Maya Landwehr, a seventh-grade student, recorded the time of a daily lunch. Overall the lunch lasted about 38 minutes. This did not mean that the students had 38 minutes to eat, though.
After being released from class, students are told to sit at tables and wait for the rest of their classmates to join them. This usually takes about 5-10 minutes. After every studentin the grade has gotten to the commons, the students are released table by table. From there, kids take about another 10 minutes or so to get their food. So when students sit down, they have about 18 minutes of their lunch left.
Seventh-grader Marshall Lewis said that he felt the process of releasing students to get food could be faster.
“You just have to be efficient in eating since tables are dismissed and you could be sitting there for a long time,” Lewis said. “I would definitely try to make it more equal in the table dismissal since tables are always being dismissed at different times, but there is not too much I would change overall.”
Powell Middle School Principal Mr. Kyle Rohrer, said that the reasoning behind releasing students table by table is to give lunches more structure.
“To get them to the table,” Mr. Rohrer said. “I feel like it kind of sets the structure and then we have control over how many kids are in line.”
Eighteen minutes is not a bad amount of time in a lunch period for students, except many students do not end up finishing their lunches.
“The kids are given a choice of eating the whole of their meals or going outside,” seventh-grader Kiki Hayano said. “It leads to many of the middle-schoolers not finishing their food and running outside.”
Mr. Rohrer said teachers watch during lunches to see when most students are finished eating and that the time that kids are released isn’t set.
“It’s probably more of a general feeling that kids are getting done eating,” Mr. Rohrer said. “It’s kind of just more of observation.”
This seems to be a common problem, with many students wishing their recess time and lunch periods were separate. When asked how he would change his lunch schedule if he could, sixth-grader Evan Whitlock mentioned this as well.
“I would make lunch 30 minutes,” Whitlock said. “And have a 15-minute recess before.”
Added Hayano: “If I could change the schedule, I would give kids more time to eat and a set recess time.
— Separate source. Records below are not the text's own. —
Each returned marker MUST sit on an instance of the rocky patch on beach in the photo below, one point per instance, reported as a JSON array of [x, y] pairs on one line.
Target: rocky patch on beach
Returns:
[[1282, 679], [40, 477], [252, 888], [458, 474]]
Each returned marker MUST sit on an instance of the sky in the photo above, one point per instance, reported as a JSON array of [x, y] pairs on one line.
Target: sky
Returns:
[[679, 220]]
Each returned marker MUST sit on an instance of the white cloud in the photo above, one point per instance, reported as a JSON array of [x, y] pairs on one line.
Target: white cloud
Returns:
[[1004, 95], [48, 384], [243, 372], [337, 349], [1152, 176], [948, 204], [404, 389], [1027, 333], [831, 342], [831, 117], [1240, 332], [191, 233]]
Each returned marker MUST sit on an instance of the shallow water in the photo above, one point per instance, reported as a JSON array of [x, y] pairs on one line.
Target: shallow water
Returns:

Kids can’t go out [to recess] early or late.”
While many students said they would define a recess time if they could change their lunch periods, some wished for a longer time in the commons so they could socialize a bit more.
“Lunch is one of the only times we get to have conversations with our friends,” eighth-grader Megan Jacobsen said. “We aren’t given enough time to eat all of our food and talk with our friends.”
Others just wished for more time to eat.
“I think we get 15 to 20 minutes and I don’t think it’s enough time because I’m still eating sometimes while people are getting dismissed,” eighth-grader Jace Hyde said. “I would change it by making the lunch period longer by like 10 to 20 minutes.”
Added eighth-grader Anna Bartholomew: “I think that we should have a longer period of time so we can eat all our food. If I could change it, I would make it at least 30 minutes long.”